One of the first symptoms people will notice with an acoustic neuroma is a loss of hearing in one ear. That’s because neuromas typically press against the hearing nerve, causing problems with hearing. Other early symptoms can include trouble with balance, ringing in the ear, feeling dizzy or being unsteady on your feet or difficulty with walking. Other unusual symptoms might include facial numbness or facial paralysis or a burning sensation of the tongue.

While acoustic neuromas are benign, grow slowly, and do not metastasize or spread, they can become dangerous if they grow large and begin to press against the brainstem or brain.

What causes acoustic neuromas?

This is difficult to answer as the cause is not well understood. What is known is most acoustic neuromas are sporadic or nonhereditary with only 5% of cases associated with a genetic disorder called neurofibromatosis type 2.
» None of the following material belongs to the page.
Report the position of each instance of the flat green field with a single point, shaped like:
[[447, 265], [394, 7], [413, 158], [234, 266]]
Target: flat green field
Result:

For most acoustic neuromas, it begins at the cellular level of a ‘governor’ gene that exert their effects by suppressing the growth of Schwann cells which are cells responsible for coating nerve fibers with insulation. The result is a wart-like growth of these cells to produce the neuroma.

Another possible cause is if a person has been exposed to high-dose, therapeutic radiation to the head. Cell phone use has not been found to cause acoustic neuromas.

How are acoustic neuromas diagnosed?

Usually diagnosis begins with a visit to an Ear, Nose, and Throat doctor for an audiogram. An audiogram tests for hearing loss or ringing in the ear.  If this test shows either, then an MRI scan will be done to help identify any tumors.

How are acoustic neuromas treated?

The treatment options vary depending on the patient’s age, hearing, overall health and the tumor size and location. The options may include observation with serial imaging since the tumors grow very slowly, or surgery or stereotactic radiosurgery may be necessary for larger tumors or tumors causing severe symptoms. The doctor will discuss with a patient about their options, as well as the risks, benefits and expected outcomes.

For patients who have mild or moderate degrees of hearing loss, conventional hearing aids can help. For those with dizziness or balance problems, physical therapists can help patients rehabilitate their balance over time.